After the automated and manual review steps, our clean images are located in different folders (e.g., `dataset_review/good_crop`, `dataset_review/keep_original`).

The `src/utils/build_final_dataset.py` script consolidates all these approved images into a single, clean `dataset_final/` directory. This becomes the master source for our training data.

In [None]:
# This code is from src/utils/build_final_dataset.py

def run_build(review_dir, final_dir):
    """Combines reviewed images into a final dataset directory."""
    logger.info("Building Final Dataset")
    
    if final_dir.exists():
        shutil.rmtree(final_dir)
    final_dir.mkdir()

    sources_to_combine = [
        review_dir / "good_crop",
        review_dir / "keep_original"
    ]

    total_copied = 0
    for source_base in sources_to_combine:
        logger.info(f"Copying from {source_base.name}...")
        for class_path in [p for p in source_base.iterdir() if p.is_dir()]:
            dest_class_path = final_dir / class_path.name
            dest_class_path.mkdir(exist_ok=True)
            
            count = 0
            for image_path in class_path.glob("*.png"):
                shutil.copy(str(image_path), dest_class_path)
                count += 1
            total_copied += count
            
    logger.info(f"Final Dataset Build Complete. Total images: {total_copied}")

# Run the function
# run_build(REVIEW_DIR, FINAL_DIR)

### Step 5: Splitting the Dataset for Training

The final step in data preparation is to split our `dataset_final` into training, validation, and test sets. This is crucial for properly training a model and evaluating its ability to generalize to new, unseen data.

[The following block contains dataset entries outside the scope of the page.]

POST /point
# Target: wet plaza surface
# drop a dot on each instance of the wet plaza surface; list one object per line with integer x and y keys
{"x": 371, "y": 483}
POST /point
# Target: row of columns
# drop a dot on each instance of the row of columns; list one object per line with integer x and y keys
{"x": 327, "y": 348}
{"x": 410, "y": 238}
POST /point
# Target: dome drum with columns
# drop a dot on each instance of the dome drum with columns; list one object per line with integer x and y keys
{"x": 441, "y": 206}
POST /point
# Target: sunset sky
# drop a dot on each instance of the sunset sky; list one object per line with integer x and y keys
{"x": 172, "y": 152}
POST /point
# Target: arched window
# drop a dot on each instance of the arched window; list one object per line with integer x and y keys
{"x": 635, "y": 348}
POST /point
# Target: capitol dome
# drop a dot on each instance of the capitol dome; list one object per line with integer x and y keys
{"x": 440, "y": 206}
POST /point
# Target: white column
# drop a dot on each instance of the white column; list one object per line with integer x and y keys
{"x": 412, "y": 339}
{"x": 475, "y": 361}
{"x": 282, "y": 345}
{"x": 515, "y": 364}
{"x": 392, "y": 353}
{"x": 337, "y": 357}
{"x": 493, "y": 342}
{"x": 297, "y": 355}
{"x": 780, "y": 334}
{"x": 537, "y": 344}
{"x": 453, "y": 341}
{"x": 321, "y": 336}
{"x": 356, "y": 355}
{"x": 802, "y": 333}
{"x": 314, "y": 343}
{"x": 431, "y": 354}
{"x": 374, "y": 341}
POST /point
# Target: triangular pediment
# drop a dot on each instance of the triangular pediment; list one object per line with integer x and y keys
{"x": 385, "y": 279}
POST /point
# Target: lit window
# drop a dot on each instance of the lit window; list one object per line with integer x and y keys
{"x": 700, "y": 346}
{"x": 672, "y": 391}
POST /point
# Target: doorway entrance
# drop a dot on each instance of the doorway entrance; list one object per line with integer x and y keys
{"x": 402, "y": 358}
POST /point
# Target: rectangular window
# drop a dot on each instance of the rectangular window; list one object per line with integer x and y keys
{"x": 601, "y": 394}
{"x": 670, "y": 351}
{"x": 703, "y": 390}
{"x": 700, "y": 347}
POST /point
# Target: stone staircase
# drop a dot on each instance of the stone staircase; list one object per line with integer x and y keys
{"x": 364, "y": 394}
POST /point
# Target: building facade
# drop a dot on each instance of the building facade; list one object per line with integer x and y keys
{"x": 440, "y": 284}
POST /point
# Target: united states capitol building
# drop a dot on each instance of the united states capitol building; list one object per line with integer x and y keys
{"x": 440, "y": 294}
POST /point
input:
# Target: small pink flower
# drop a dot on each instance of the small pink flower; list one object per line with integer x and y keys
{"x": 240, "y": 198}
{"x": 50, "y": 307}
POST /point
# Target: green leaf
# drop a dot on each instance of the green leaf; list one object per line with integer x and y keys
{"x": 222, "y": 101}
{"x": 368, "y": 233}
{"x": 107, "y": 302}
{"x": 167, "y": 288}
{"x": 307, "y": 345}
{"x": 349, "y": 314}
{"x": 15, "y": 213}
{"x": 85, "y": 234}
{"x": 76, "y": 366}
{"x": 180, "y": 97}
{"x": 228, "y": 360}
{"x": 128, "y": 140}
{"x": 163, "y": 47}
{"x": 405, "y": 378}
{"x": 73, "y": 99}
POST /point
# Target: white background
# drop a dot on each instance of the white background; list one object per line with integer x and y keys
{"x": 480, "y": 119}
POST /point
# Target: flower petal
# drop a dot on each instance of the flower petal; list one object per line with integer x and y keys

The `src/utils/prepare_dataset.py` script performs this split:
- It shuffles the images within each class to ensure randomness.
- It uses a fixed `RANDOM_SEED` to make the split **reproducible**.
- It splits the data according to the defined ratios (e.g., 70% train, 15% validation, 15% test).
- It copies the files into a new `data/` directory with `train/`, `validation/`, and `test/` subfolders.

In [None]:
# This code is from src/utils/prepare_dataset.py

def run_split(source_dir, dest_dir, ratios={"train": 0.7, "validation": 0.15, "test": 0.15}, seed=123):
    """Splits the final dataset into train/validation/test sets."""
    logger.info("Starting Dataset Split")
    random.seed(seed)

    if dest_dir.exists():
        shutil.rmtree(dest_dir)

    # Create destination directories
    for split in ratios.keys():
        for class_name in [p.name for p in source_dir.iterdir() if p.is_dir()]:
            (dest_dir / split / class_name).mkdir(parents=True, exist_ok=True)

    # Process each class
    for class_path in [p for p in source_dir.iterdir() if p.is_dir()]:
        image_files = list(class_path.glob("*.png"))
        random.shuffle(image_files)
        num_images = len(image_files)

        # Calculate split points
        train_end = int(ratios["train"] * num_images)
        validation_end = train_end + int(ratios["validation"] * num_images)
        
        splits = {
            "train": image_files[:train_end],
            "validation": image_files[train_end:validation_end],
            "test": image_files[validation_end:],
        }

        # Copy files
        for split_name, files in splits.items():
            dest_split_dir = dest_dir / split_name / class_path.name
            for file_path in files:
                shutil.copy(file_path, dest_split_dir)
                
    logger.info("Dataset Split Complete")

# Run the function
# run_split(FINAL_DIR, SPLIT_DATA_DIR)

### Conclusion

At the end of this pipeline, we have successfully transformed our raw webcam captures into a high-quality, organized, and split dataset located in the `data/` directory. This structured data is now perfectly prepared for the model development and training phase, which is covered in the next notebook.